There will be a verbal test on the History and Religion sections. You must be able to demonstrate the your gigs and the basic etiquette and assemble a Character Bio/ Garb Portfolio including all assignments from those sections. As you complete each item have a GM sign off your checklist.
http://tudorhistory.org/monarchs - read Henry VIII, Mary I, Elizabeth I
http://tudorhistory.org/wives - read all
http://www.tudorplace.com.ar - browse through
http://elizabethan.org/compendium/map-ind.html - browse through this until you are familiar with the countries which compose Britain and have a good grasp of where the capitols are situated.

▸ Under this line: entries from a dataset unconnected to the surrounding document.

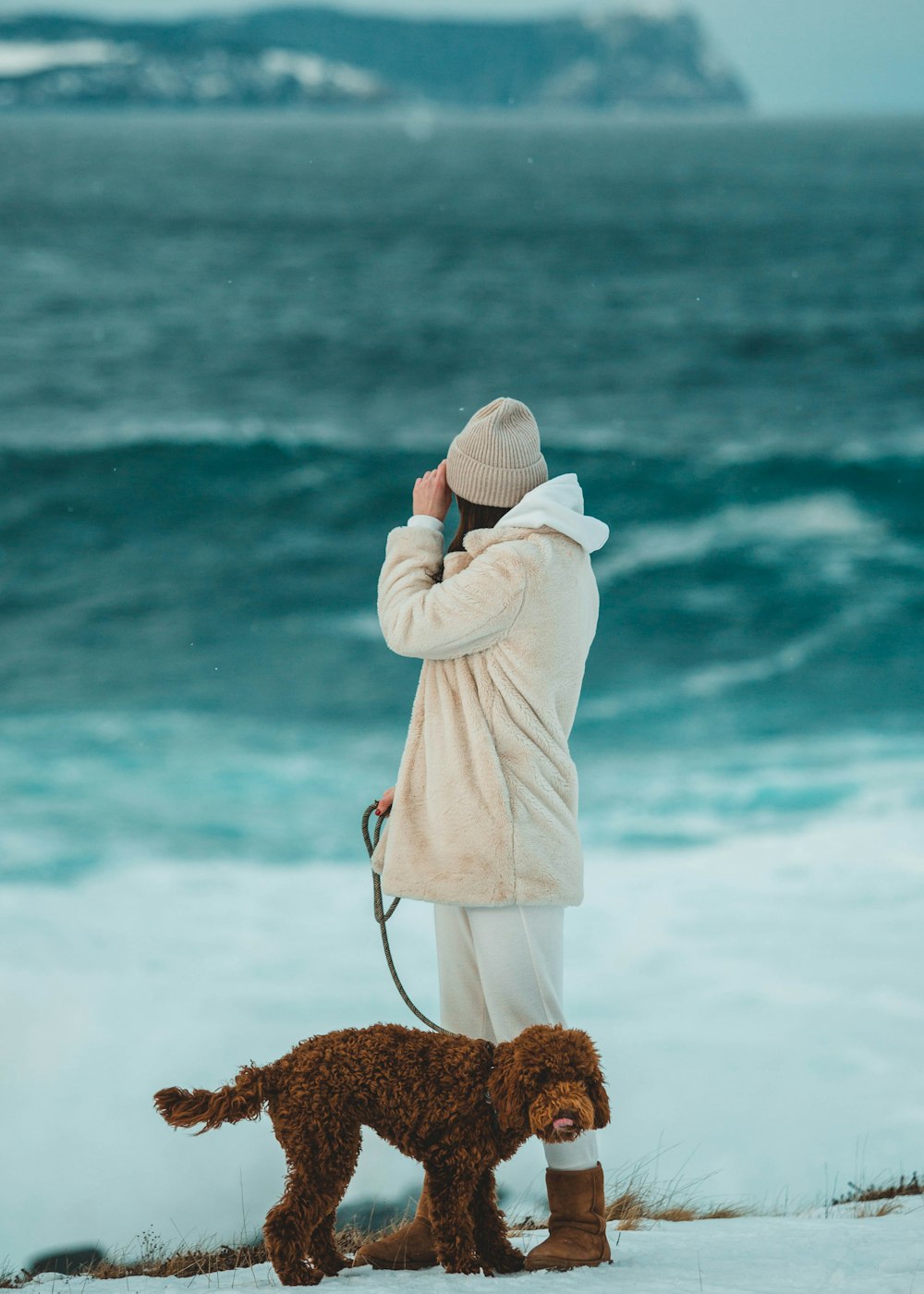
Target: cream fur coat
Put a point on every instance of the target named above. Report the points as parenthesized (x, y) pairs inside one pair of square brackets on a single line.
[(485, 798)]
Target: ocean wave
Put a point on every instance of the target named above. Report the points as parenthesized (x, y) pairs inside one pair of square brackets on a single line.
[(769, 530)]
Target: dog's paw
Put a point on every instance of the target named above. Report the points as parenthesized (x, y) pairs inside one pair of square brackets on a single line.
[(462, 1267), (504, 1263)]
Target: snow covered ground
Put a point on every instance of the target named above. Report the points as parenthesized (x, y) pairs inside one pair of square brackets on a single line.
[(758, 1006), (743, 1255)]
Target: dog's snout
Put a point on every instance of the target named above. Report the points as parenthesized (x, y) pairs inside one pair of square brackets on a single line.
[(562, 1113)]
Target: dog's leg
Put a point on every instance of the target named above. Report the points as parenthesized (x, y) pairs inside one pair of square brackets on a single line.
[(322, 1246), (299, 1232), (491, 1235), (451, 1212), (287, 1231)]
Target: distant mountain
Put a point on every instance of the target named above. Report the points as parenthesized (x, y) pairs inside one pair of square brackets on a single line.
[(325, 55)]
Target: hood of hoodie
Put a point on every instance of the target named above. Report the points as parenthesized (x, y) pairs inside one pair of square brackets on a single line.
[(559, 504)]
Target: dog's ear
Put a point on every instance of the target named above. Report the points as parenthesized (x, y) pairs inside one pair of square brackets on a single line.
[(598, 1099)]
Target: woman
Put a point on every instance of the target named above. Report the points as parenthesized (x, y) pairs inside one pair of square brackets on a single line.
[(483, 815)]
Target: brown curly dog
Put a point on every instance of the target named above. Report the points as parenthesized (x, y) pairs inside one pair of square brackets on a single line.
[(458, 1105)]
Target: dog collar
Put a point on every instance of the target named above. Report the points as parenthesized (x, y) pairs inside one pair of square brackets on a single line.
[(492, 1108)]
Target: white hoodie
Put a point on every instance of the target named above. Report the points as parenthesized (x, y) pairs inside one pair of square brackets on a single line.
[(485, 798), (556, 502)]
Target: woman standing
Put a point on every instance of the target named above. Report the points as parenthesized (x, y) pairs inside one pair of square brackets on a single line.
[(484, 818)]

http://elizabethan.org/compendium - read sections titled ”Religion," "Catholics"
-Basic patron interaction
Smile and nod to the patrons at the very least, a "good morrow" or a "how fare you this day? " can go a long way towards making them feel welcome and included.
This seems simple but know who you are and what you do. Practice your name and station to yourself until it comes out easily. Often a patron will ask who you are and it really helps if you can remember.
Offer advice about things to see, they may know about the joust but may entirely miss many of the other sights, including those offered in other guild yards.
Find gigs that are fun and not insulting. Keep in mind the comfort levels of the patrons!
Try to stay in character unless you perceive an emergency (in which case use your best judgment and help)
Watering- Always quietly ask before you fill, keep an eye out for anyone holding out a cup to you, this generally means they would like it to be filled.
Always serve the highest ranked noble first. If in doubt ask someone. Work from behind, serve from the right, remove from the left.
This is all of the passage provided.